Running parallel scripts
Use mpiexec (or mpirun) to launch the script. For example, to
run on 8 MPI processes:
mpiexec -np 8 python -u run_model.py
The -u flag gives unbuffered output so that print statements from
all ranks appear in real time.
Example scripts are in examples/parallel/:
Script |
Demonstrates |
|---|---|
|
|
|
|
|
|
|
|
Merging parallel SWW files
At the end of a parallel run each MPI rank writes its own per-rank SWW
file. domain.sww_merge() (called from rank 0) reassembles them into
a single global SWW file.
By default the merge reads all timesteps from every per-rank file at once, which is the fastest approach but requires enough RAM to hold the full merged time series for each dynamic quantity:
domain.sww_merge(delete_old=True) # default: all timesteps in RAM
For large simulations where the full time series does not fit in RAM, use
the chunk_size parameter to process only N timesteps at a time.

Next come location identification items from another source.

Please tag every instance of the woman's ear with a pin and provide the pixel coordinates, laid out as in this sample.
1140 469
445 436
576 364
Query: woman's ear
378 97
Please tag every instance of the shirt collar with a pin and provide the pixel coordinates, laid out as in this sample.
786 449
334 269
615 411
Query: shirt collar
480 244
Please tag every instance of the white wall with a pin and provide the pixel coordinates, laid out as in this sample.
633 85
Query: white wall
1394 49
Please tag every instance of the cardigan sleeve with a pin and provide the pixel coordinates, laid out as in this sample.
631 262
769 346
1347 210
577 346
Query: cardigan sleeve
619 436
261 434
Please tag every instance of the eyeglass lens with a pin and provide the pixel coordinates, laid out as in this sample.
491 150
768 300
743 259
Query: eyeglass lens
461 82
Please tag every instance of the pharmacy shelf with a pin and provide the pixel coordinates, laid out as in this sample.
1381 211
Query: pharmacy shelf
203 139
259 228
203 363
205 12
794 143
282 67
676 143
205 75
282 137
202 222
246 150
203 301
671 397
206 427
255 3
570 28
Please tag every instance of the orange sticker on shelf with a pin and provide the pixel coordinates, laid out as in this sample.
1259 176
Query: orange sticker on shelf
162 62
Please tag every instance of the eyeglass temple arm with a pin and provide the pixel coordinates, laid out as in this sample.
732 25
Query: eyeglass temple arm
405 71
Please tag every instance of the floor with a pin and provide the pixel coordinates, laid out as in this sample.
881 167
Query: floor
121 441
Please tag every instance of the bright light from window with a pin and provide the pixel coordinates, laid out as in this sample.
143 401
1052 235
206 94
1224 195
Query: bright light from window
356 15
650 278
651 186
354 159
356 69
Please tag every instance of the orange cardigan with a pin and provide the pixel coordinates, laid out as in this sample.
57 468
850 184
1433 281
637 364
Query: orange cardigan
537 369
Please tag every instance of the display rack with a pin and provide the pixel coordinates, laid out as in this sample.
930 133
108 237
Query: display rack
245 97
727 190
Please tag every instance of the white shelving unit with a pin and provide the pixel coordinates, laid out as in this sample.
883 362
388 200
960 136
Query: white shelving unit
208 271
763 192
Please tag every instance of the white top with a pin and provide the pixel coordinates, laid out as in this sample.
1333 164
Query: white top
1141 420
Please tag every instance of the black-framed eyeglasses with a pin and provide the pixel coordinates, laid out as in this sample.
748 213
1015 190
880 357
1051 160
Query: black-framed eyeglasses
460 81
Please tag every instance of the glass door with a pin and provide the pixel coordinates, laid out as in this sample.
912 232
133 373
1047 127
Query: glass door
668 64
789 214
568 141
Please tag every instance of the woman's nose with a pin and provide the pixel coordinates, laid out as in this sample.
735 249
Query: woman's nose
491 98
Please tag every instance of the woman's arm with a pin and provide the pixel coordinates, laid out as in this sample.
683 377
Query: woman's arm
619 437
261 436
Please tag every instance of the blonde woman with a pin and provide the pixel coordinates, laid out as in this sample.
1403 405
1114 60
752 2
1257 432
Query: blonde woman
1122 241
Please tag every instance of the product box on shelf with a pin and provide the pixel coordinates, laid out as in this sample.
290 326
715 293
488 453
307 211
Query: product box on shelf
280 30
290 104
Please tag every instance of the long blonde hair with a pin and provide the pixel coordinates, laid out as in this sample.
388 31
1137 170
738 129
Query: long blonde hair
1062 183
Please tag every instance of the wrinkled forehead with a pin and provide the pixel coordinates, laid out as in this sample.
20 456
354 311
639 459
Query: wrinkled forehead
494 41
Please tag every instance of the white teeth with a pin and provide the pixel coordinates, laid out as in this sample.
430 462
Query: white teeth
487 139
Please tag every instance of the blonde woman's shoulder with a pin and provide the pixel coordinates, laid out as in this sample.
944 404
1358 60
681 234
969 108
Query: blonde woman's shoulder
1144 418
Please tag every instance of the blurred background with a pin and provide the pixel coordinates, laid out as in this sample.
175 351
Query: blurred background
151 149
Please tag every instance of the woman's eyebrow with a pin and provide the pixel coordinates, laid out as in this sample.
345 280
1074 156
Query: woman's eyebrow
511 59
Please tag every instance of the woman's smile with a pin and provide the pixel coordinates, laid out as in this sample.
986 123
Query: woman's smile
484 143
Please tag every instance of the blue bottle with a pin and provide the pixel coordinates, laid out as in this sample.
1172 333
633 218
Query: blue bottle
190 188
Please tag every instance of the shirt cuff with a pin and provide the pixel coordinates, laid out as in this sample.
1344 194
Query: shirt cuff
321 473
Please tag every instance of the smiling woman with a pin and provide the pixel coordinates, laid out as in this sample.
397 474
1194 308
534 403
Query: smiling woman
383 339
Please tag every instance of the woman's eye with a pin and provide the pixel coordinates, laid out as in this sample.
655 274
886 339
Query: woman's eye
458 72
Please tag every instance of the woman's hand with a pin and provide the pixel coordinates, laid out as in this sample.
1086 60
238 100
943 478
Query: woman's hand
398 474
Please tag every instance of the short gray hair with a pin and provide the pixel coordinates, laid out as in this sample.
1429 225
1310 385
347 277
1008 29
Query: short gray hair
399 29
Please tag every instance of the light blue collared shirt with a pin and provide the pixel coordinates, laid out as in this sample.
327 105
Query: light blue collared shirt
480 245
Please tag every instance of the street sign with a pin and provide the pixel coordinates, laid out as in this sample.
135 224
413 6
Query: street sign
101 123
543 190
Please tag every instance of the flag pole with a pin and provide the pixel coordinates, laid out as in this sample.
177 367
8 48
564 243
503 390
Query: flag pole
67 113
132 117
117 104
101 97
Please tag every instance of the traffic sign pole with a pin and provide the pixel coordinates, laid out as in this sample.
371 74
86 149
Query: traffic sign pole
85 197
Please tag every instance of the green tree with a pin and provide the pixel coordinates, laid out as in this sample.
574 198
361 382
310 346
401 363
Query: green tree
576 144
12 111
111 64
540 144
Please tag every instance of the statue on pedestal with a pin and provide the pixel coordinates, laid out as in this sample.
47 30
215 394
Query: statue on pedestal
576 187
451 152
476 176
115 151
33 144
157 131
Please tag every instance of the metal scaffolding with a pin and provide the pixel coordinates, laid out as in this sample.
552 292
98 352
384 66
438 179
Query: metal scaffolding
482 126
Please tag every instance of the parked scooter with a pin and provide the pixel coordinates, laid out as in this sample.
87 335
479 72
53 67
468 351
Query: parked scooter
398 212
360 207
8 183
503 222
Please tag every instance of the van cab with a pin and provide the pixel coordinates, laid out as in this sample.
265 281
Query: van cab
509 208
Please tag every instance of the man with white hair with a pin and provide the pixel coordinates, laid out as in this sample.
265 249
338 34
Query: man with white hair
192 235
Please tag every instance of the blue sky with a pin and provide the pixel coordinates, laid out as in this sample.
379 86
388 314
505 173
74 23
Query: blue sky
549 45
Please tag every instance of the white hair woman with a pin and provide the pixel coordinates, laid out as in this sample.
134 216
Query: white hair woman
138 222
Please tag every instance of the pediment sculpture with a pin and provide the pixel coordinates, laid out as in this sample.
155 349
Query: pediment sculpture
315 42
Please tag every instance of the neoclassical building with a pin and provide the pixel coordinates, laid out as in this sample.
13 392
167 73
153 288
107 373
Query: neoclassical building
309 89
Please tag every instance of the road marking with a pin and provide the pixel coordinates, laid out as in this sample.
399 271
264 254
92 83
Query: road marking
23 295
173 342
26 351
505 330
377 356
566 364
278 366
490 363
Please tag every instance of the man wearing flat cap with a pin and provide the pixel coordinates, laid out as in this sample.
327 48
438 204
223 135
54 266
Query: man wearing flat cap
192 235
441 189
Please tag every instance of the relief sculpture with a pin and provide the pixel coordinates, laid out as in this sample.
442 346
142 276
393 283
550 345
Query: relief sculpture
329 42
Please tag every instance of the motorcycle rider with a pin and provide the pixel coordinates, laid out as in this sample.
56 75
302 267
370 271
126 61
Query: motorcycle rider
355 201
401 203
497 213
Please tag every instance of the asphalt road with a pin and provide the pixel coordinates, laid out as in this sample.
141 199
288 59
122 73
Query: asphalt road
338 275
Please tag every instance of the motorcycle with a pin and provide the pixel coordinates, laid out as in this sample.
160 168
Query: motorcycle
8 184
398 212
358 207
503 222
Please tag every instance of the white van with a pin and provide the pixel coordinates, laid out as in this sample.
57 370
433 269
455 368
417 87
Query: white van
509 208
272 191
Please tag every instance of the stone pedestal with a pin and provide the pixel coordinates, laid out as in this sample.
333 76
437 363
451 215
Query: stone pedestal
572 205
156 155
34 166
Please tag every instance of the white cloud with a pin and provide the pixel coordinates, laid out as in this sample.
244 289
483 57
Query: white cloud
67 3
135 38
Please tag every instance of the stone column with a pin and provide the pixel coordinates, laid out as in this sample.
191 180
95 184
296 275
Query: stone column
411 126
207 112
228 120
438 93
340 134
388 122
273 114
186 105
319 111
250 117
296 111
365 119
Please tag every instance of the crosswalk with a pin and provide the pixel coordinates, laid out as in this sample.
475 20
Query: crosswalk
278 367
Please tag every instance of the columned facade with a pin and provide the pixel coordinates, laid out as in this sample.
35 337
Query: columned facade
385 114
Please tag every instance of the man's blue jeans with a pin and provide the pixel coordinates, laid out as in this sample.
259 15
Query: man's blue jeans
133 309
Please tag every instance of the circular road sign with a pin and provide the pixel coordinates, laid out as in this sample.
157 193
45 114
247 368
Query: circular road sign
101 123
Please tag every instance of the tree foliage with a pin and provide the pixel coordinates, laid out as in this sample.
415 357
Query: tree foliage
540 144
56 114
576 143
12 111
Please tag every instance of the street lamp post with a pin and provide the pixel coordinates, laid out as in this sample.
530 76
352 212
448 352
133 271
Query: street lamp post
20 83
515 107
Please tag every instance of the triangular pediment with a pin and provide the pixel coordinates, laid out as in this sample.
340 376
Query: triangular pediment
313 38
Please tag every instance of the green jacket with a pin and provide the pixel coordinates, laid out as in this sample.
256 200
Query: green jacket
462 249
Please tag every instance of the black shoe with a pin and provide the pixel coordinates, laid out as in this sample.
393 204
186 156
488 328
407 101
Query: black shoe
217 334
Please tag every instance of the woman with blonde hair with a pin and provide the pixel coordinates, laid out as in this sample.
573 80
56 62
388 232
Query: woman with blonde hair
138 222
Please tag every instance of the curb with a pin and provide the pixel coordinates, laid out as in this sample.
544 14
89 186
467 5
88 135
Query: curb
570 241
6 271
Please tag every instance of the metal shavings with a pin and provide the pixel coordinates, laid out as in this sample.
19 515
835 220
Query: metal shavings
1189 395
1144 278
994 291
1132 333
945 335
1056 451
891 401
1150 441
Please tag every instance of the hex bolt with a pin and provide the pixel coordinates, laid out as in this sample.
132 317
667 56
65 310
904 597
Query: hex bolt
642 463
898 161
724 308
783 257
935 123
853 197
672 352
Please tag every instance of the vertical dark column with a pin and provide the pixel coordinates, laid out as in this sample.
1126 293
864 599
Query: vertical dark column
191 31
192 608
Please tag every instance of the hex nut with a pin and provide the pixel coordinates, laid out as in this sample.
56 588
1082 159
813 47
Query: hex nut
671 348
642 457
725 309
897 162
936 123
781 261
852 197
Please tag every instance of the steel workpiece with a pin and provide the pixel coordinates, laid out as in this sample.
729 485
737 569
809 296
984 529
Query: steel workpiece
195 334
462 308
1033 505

The merge will make multiple passes through the input files — more I/O,
but peak memory is bounded to approximately
chunk_size × n_global_nodes × 4 bytes per dynamic quantity:
# Process 50 timesteps per pass — reduces peak RAM substantially
domain.sww_merge(delete_old=True, chunk_size=50)
As a rough sizing guide:
Global nodes (smooth) / vertices (non-smooth) |
chunk_size=50 peak RAM (MB) |
chunk_size=200 peak RAM (MB) |
|---|---|---|
100 000 |
~20 MB |
~80 MB |
1 000 000 |
~200 MB |
~800 MB |
10 000 000 |
~2 GB |
~8 GB |
(figures are per dynamic quantity and assume float32 storage)
You can also call sww_merge_parallel directly from post-processing
scripts without a running domain:
from anuga.utilities.sww_merge import sww_merge_parallel
sww_merge_parallel('cairns', np=8, delete_old=True, chunk_size=100)
Choosing the number of processes
There is a practical limit to how many MPI ranks benefit a simulation. As a rough guide, aim for at least 1000–2000 triangles per rank after partitioning. Below that threshold, the overhead of ghost-cell communication and MPI synchronisation outweighs the computational saving. Some experimentation for your specific mesh and hardware is always worthwhile.